Sunday, October 28, 2007

A Gentle, Advertising People

Our Association, if you haven't heard yet, is advertising. The UUA has launched a print ad campaign, the first example of which you see at right. I personally have a couple misgivings, which I'll get to in a moment.

In addition to running a couple of print ads in Time Magazine, the Association is paying for what they call "advertorials." I can't tell exactly what all the advertorials include, but they definitely include sponsoring Time.com/ReligionPages, a collection of stories from the Magazine about matters of faith.

I tried in vain to find the religion section from the Time homepage, to no avail. To find the pages, it appears you have to know where to look. The page currently runs an online poll asking readers' beliefs. The choices are: that there is an all-powerful God, that a spirit pervades all experience or that science explains everything. Right n0w, with 233 responses "spirit pervades" has over half the votes. Clearly UUs are swamping the poll.

So I'm all for anything that raises the profile of Unitarian Universalism outside the church. I am concerned, however, that the campaign does little to address one tension within a church comprised of theists and non-theists. Sometimes it seems that the only UUs who don't think the church is too Christian are those who think it's not Christian enough. We lose members who are looking for a spiritual home and find the church insufficiently nourishing and we lose members looking a community of Humanists who find too much God talk.

This tension is the great challenge of the church, made more challenging because it is difficult for the church to be neutral about matters of faith. And pretty much impossible to be perceived as being neutral. Hence, my misgivings about the ad. Some, in and out of the church, surely perceive the ad as being anti-theist/pro-Humanist. As such, how welcome will UU Christians or other theistic UUs continue to feel in the church? How well with the ad attract people who believe in something divine, but are uncomfortable in mainline churches? Happily, the online part of the church doesn't show much of a backlash yet, but we need be sensitive how the ads are playing.

The tagline for the "advertorial" linked to on the UUA website is "Find us and ye shall seek." This better summarizes what we are about. The church's great strength is its ability to welcome diverse spiritual seekers. That's also it's greatest challenge. Our ad wizards should bear that in mind.

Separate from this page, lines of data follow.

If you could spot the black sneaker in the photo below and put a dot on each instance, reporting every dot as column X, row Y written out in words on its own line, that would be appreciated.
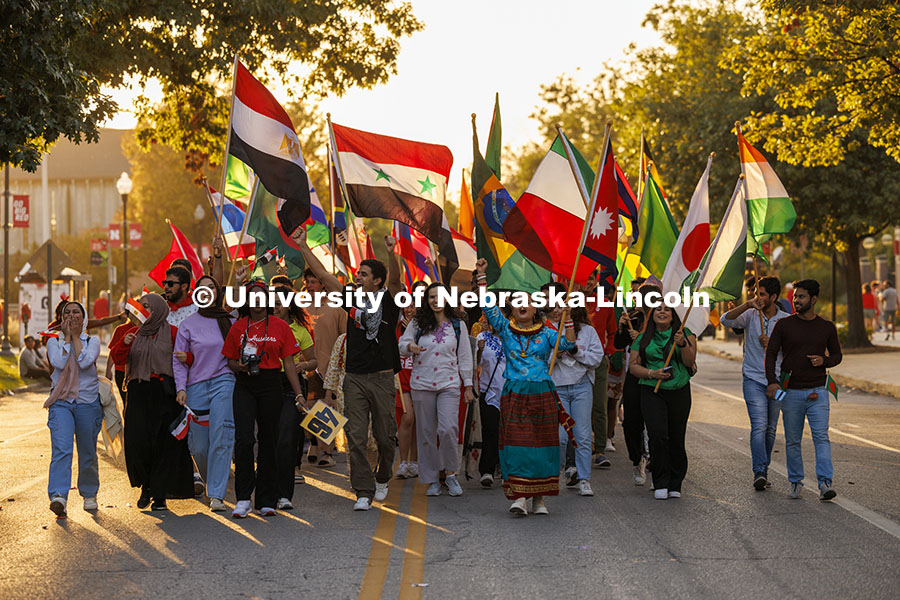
column 144, row 500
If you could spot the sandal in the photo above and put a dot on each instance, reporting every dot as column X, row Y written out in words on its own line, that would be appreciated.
column 326, row 461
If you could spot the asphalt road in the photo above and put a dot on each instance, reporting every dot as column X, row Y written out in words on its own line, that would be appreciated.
column 720, row 540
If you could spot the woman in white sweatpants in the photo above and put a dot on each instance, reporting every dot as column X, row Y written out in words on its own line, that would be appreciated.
column 439, row 341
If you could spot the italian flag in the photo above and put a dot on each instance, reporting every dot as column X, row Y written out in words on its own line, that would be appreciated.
column 393, row 178
column 770, row 207
column 546, row 222
column 722, row 272
column 692, row 244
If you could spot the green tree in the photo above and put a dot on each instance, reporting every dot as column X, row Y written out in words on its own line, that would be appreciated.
column 63, row 52
column 833, row 69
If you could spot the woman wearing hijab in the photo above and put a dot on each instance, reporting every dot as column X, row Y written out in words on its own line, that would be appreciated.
column 205, row 385
column 74, row 409
column 157, row 462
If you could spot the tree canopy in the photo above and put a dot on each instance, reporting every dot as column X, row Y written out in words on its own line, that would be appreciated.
column 61, row 53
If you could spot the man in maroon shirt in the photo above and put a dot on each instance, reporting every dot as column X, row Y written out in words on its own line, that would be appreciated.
column 809, row 345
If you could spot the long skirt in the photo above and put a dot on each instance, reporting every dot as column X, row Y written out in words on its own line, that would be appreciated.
column 155, row 460
column 528, row 443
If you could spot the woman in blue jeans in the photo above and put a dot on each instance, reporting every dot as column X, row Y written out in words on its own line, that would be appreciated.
column 74, row 410
column 205, row 384
column 573, row 375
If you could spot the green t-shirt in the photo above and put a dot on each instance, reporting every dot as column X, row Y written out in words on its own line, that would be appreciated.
column 656, row 358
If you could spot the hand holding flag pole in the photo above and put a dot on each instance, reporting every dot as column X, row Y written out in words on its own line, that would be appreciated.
column 589, row 203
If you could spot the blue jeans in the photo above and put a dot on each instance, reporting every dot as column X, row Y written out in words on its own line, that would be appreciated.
column 68, row 420
column 578, row 400
column 213, row 446
column 796, row 407
column 763, row 413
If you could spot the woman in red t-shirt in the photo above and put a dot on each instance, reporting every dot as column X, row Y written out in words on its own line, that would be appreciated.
column 257, row 347
column 406, row 418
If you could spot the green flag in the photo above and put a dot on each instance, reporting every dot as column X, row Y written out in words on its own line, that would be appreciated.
column 658, row 232
column 263, row 225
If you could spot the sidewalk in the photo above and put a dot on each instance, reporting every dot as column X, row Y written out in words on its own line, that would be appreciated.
column 872, row 372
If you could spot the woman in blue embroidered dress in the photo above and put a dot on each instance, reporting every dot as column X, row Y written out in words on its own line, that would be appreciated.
column 530, row 410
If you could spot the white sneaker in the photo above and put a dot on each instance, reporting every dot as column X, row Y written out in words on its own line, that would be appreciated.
column 640, row 475
column 58, row 506
column 453, row 483
column 518, row 507
column 242, row 509
column 380, row 491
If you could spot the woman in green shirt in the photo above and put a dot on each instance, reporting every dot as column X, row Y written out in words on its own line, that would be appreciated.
column 665, row 411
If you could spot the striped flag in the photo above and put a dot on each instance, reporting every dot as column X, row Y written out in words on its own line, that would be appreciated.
column 263, row 137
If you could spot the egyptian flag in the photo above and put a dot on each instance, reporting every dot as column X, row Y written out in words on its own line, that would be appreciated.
column 263, row 137
column 397, row 179
column 137, row 309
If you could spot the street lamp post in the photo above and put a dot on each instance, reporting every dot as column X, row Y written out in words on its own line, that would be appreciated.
column 123, row 186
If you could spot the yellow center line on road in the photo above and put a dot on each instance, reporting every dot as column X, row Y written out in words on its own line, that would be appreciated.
column 382, row 542
column 832, row 429
column 414, row 557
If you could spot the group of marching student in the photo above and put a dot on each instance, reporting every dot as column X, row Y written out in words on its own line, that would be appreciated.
column 548, row 388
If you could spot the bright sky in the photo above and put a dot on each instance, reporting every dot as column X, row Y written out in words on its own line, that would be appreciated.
column 471, row 49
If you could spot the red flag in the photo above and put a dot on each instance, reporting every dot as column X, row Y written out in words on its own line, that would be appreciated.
column 181, row 248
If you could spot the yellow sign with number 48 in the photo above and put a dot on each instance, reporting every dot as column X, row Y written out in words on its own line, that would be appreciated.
column 323, row 422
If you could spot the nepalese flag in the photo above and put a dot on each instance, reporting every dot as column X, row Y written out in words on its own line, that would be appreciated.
column 544, row 223
column 137, row 309
column 413, row 250
column 316, row 225
column 263, row 137
column 232, row 217
column 602, row 233
column 769, row 206
column 393, row 178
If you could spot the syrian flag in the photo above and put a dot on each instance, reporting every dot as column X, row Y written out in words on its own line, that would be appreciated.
column 721, row 274
column 137, row 309
column 545, row 222
column 232, row 219
column 602, row 234
column 263, row 137
column 692, row 244
column 181, row 248
column 393, row 178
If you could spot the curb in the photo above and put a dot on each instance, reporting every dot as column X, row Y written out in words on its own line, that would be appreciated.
column 873, row 387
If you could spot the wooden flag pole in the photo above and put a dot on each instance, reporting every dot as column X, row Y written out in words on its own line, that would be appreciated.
column 244, row 228
column 589, row 203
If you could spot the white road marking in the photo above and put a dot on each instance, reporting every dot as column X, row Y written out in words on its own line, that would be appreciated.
column 831, row 429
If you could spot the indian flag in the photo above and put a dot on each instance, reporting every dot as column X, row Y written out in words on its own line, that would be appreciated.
column 721, row 273
column 770, row 207
column 546, row 222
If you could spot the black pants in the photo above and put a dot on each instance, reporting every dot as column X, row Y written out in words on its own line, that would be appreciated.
column 490, row 434
column 257, row 401
column 154, row 459
column 290, row 437
column 666, row 413
column 633, row 418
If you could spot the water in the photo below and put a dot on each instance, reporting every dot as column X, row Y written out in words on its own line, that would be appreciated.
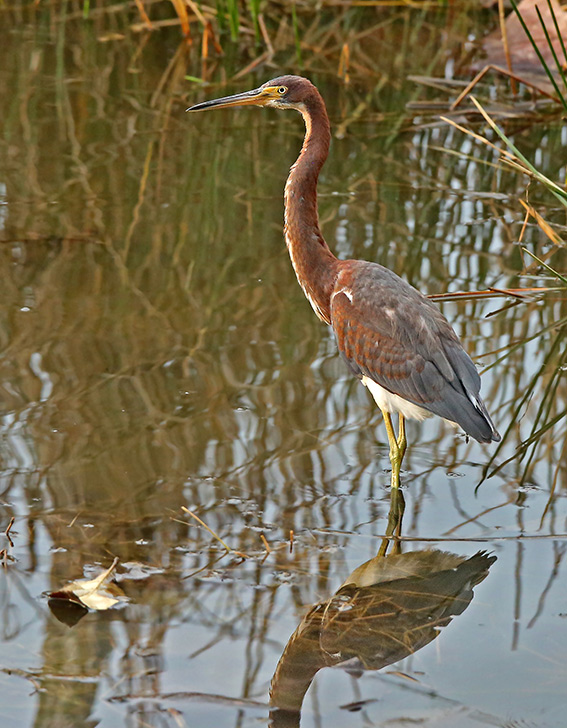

UPDATE/CORRECTION: I'm wrong about that last bit. The mock-up advertorial pdf on the UUA website shows that the tag is the old "Seek and you shall find." I saw "find and you shall seek" on a UU blog, but now can't find it again. Personally I like that version better -- witty and descriptive. It'd be great if that could wend its way to UUA and make it into the campaign at some point.

2 comments:

Shelby Meyerhoff said...

Wow, I went on the Time site after reading your post, and noticed the same thing -- there really is no way to end up on the religion advertorial from the main page, or even from an article about religion.

Randy said...

I'm with you - the 'find and ye shall seek' phrase is a great approach and would strike an even better tone. Still, the current ad does the job it was written for - get our name out and visible, perhaps for the first time for most Time readers. I had misgivings about an ad campaign at first, but the more I think about it the more I think it's worthwhile.